10. A method of preparing a photoinitiated biological tissue adhesive according to any of claims 1 to 9, comprising the steps of:

s1: dissolving a natural polymer containing carboxylic acid in a solvent to prepare a natural polymer solution;

s2: adding an amidation reagent into the natural polymer solution prepared in the step S1, then adding catechol containing amino and olefin containing amino under the condition of avoiding light, and adopting NaOH solution to adjust the pH value of the solution to 5.5-7.5 to obtain a reaction solution;

s3: precipitating the reaction solution obtained in the step S2 in glacial ethanol, centrifuging at low temperature, and repeating the step for 2-3 times to obtain a difunctional polymer;

s4: dissolving the difunctional polymer obtained in the step S3, and adding a photoinitiator for dissolving to obtain the biological tissue adhesive;

under the irradiation of light, the biological tissue adhesive initiates the crosslinking reaction and solidification of the difunctional polymer and the photoinitiator.
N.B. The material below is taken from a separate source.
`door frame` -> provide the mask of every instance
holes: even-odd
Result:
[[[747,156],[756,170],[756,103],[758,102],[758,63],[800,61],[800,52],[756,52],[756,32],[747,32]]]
11. The method of preparing a photoinitiated biological tissue adhesive according to claim 10, wherein the solvent in step S1 is one or a mixture of water, N-dimethylformamide or dimethyl sulfoxide.

12. The method of preparing a photoinitiated biological tissue adhesive according to claim 10 or 11, wherein the mass ratio of the carboxylic acid-containing natural polymer to the solvent is 1:0.1-1000.

13. The method for preparing a photoinitiated biological tissue adhesive according to claim 10, wherein the wavelength of light is 100-1000nm and the irradiation time is 1-600S when the crosslinking reaction is induced by the difunctional polymer and the photoinitiator.

14. A biological tissue gel sheet, characterized in that the biological tissue gel sheet is a photoinitiated biological tissue adhesive according to any one of claims 1 to 9 or a sheet-like product obtained after photoinitiated curing of the photoinitiated biological tissue adhesive obtained by the production method according to any one of claims 10 to 13.

15. Use of a photoinitiated biological tissue adhesive according to any of claims 1 to 9 or obtainable by a method according to any of claims 10 to 13 for the preparation of a bioadhesive product.

16. The use of a photoinitiated biological tissue adhesive according to claim 15 for the preparation of a bioadhesive product, wherein the photoinitiated biological tissue adhesive is applied for repair of dura mater (spinal) membranes, repair filling of peritoneum and pleura, repair of vascular damage, and adhesive repair of skin mucosa.

17. Use of a photoinitiated biological tissue adhesive according to claim 15 in the preparation of a bioadhesive product, wherein the bioadhesive product is a sheet-like product.